Eislebens Oberbürgermeisterin Jutta Fischer, die den Tag bei den kleinen Rothenschirmbachern verbracht hatte, staunte über das Rieseninteresse der "Borstel"-Kinder am Mikroskopieren und Untersuchen. (Foto: Jochen Miche) Eislebens Oberbürgermeisterin Jutta Fischer, die den Tag bei den kleinen Rothenschirmbachern verbracht hatte, staunte über das Rieseninteresse der "Borstel"-Kinder am Mikroskopieren und Untersuchen. (Foto: Jochen Miche)

In diesem Verein sind auch Eltern, die das vor vier Jahren angelegte Blumen- und Gemüsebeet bzw. den Kräutergarten hegen und pflegen. Die Früchte dieses Gartens sind geeignet, den Seh-, Tast-, Geruchs- und Geschmackssinn der Kinder zu fördern. Da dieser Garten allerdings im regulären Kindergartenalltag kaum ausreichend gut gepflegt werden kann, wie das Mitglied des Elternkuratoriums, Mario Galonska, feststellte, wirken ständig Eltern an dessen Gestaltung mit. So kann er sich wirklich sehen, berühren, riechen und schmecken lassen. Kita-Leiterin Rabenhold jedenfalls machte den Test mit dem msh-online-Reporter, hielt ihm Blätter unter die Nase, zerrieb sie (die Blätter), ließ ihn riechen und kosten.
Hier gibt es viel zu entdecken. Lehrerin Karin Grobe erklärte den Kindern, was sie sehen. (Foto: Jochen Miche) Hier gibt es viel zu entdecken. Lehrerin Karin Grobe erklärte den Kindern, was sie sehen. (Foto: Jochen Miche)

Das Tolle: Der Koster hat das Experiment nicht nur überlebt, sondern es sogar genossen. Und er weiß nun, dass man Melisse, Maggikraut und Bärlauch mit Freude riechen und sogar roh verzehren kann. Auf das gerade im Boden Eingesäte – Schnittlauch, Petersilie, Möhren, auf die in der Einrichtung gedeihenden Tomatenpflanzen, auf Paprika und Kürbis - dürfen sich später die Kleinen freuen.
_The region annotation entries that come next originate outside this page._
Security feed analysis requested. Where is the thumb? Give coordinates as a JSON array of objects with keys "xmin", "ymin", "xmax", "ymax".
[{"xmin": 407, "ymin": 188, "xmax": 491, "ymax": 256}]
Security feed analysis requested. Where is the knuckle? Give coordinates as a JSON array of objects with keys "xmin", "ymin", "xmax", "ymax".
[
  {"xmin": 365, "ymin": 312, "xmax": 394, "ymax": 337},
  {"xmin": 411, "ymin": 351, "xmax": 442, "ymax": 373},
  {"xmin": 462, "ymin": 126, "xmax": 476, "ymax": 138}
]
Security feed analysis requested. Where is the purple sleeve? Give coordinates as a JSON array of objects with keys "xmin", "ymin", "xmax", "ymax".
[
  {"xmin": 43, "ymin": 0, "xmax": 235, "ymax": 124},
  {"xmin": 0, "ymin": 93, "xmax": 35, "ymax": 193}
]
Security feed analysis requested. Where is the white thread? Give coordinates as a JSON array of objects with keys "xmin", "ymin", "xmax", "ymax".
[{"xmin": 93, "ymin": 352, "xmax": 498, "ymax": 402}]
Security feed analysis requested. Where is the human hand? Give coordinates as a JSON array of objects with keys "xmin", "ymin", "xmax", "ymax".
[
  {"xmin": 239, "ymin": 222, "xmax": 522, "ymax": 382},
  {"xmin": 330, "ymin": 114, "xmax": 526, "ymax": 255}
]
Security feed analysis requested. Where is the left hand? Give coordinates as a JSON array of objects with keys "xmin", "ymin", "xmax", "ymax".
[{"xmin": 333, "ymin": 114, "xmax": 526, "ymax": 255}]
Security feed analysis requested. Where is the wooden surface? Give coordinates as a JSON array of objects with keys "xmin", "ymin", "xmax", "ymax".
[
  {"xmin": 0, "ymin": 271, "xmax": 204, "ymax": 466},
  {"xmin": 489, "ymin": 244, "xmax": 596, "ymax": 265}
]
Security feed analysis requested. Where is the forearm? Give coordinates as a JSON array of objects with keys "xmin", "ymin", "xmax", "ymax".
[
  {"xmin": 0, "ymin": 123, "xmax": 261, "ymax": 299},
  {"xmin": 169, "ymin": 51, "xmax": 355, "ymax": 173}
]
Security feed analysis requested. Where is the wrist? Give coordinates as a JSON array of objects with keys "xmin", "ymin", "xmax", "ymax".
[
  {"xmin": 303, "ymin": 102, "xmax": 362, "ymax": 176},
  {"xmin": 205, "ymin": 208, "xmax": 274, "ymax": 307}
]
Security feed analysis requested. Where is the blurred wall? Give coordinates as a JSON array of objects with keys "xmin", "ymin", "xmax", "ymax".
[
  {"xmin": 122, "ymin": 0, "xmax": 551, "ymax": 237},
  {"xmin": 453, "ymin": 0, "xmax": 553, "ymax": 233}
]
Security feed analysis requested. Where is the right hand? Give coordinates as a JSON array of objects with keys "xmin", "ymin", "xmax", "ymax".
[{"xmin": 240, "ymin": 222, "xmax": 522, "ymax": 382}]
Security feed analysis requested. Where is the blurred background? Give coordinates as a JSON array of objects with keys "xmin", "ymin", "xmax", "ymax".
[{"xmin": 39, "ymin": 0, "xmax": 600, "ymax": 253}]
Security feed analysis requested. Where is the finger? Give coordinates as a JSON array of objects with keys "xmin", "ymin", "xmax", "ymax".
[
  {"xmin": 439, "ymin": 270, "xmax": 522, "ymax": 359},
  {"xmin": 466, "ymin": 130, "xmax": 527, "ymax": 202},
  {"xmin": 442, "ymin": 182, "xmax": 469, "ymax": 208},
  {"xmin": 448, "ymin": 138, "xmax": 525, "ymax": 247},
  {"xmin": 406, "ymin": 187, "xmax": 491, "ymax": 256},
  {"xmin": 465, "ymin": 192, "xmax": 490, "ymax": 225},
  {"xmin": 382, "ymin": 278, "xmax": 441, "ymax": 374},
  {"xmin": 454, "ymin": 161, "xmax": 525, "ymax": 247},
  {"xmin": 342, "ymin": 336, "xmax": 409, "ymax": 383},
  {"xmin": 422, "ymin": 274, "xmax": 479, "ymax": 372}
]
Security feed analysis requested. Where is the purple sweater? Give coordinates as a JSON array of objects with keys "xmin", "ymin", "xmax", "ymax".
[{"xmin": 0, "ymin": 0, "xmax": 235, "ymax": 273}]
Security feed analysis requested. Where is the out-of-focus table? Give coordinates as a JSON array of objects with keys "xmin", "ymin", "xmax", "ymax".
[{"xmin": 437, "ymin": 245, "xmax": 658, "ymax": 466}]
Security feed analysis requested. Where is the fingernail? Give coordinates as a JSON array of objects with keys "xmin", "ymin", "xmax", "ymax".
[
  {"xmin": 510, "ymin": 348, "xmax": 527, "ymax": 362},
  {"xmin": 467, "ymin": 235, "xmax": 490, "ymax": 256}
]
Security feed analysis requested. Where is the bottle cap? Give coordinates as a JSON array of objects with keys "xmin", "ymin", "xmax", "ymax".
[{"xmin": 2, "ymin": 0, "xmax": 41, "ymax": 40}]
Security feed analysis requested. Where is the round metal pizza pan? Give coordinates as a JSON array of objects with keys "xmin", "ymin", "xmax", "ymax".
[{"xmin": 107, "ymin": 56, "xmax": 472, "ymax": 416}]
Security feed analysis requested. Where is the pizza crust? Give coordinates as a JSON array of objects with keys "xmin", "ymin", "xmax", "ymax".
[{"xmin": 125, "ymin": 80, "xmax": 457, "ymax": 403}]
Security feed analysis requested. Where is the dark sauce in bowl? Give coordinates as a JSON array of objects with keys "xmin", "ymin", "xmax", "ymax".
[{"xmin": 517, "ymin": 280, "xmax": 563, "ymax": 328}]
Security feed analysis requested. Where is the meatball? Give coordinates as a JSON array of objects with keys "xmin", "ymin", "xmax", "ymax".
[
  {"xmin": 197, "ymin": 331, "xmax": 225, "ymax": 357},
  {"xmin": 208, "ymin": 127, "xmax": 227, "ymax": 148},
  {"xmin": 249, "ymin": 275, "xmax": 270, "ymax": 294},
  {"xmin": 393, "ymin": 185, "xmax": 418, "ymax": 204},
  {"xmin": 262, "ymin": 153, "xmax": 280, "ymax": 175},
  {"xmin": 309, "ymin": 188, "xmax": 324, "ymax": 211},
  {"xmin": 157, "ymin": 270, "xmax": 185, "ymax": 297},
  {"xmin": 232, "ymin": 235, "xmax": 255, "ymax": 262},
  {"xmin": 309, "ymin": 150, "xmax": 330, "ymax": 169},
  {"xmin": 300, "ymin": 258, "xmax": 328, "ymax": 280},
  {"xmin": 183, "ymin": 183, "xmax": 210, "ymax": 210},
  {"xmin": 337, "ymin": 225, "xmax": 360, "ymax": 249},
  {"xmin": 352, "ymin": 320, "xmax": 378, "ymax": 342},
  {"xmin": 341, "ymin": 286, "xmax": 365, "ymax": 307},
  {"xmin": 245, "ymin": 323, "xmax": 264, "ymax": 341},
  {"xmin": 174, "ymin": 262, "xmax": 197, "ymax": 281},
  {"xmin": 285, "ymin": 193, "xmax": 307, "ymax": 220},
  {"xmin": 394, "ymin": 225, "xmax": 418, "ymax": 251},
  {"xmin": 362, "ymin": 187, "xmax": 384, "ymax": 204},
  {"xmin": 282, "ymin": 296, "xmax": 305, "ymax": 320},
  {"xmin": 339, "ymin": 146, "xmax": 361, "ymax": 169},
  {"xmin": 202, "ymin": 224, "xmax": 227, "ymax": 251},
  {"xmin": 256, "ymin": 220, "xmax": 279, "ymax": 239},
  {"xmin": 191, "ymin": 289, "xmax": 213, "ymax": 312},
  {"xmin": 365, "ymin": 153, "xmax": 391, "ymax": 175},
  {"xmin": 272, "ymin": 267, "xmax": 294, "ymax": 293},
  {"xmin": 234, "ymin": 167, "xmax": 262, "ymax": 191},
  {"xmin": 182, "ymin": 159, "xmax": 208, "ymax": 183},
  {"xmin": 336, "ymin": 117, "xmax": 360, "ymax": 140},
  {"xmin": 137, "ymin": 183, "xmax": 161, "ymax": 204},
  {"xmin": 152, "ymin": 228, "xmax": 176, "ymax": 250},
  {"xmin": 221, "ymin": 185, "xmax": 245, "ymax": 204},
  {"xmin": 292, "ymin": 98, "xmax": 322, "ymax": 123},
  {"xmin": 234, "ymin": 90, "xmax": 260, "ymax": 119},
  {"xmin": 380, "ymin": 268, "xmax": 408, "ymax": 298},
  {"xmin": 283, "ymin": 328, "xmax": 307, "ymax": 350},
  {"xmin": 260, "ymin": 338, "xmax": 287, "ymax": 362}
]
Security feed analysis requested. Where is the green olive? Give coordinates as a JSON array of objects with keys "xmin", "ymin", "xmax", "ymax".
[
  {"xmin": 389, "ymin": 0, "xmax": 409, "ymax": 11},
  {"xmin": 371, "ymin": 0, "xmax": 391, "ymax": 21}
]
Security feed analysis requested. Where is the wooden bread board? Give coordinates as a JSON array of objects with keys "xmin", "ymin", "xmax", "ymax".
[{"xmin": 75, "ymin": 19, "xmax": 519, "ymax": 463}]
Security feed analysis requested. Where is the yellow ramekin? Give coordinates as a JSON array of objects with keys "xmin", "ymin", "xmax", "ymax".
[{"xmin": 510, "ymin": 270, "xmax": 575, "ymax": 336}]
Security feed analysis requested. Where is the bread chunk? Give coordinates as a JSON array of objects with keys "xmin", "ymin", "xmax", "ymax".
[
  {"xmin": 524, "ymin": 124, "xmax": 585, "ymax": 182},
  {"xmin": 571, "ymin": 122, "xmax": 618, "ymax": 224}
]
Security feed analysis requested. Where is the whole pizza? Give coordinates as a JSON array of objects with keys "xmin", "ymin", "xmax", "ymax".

Jetzt gab es erst einmal andere Genüsse: Kaffee, Kuchen und anderes Leckeres, das an diesem Walderlebnistag im großen schönen Garten der Kita genossen werden konnte.

Mitten drin im Gedränge befand sich Elfie Schubert. Die Rothenschirmbacherin kam diesmal nicht nur als Oma eines Kindes dieser Einrichtung, sondern auch als Mitarbeiterin der Sparkasse Mansfeld-Südharz, welche die Kita „Borstel“ mit einer generösen Spende bedacht hatte: 1.500 Euro. Davon war das „Forscherhaus“ angeschafft und das Fundament dafür vorbereitet worden. Nun kann - mitten im Grünen - mikroskopiert und noch besser entdeckt werden. Früher und intensiver können Kinder kaum für die Umwelt und ihre Details begeistert werden und, ganz nebenbei, Verantwortung im Umgang mit ihr lernen.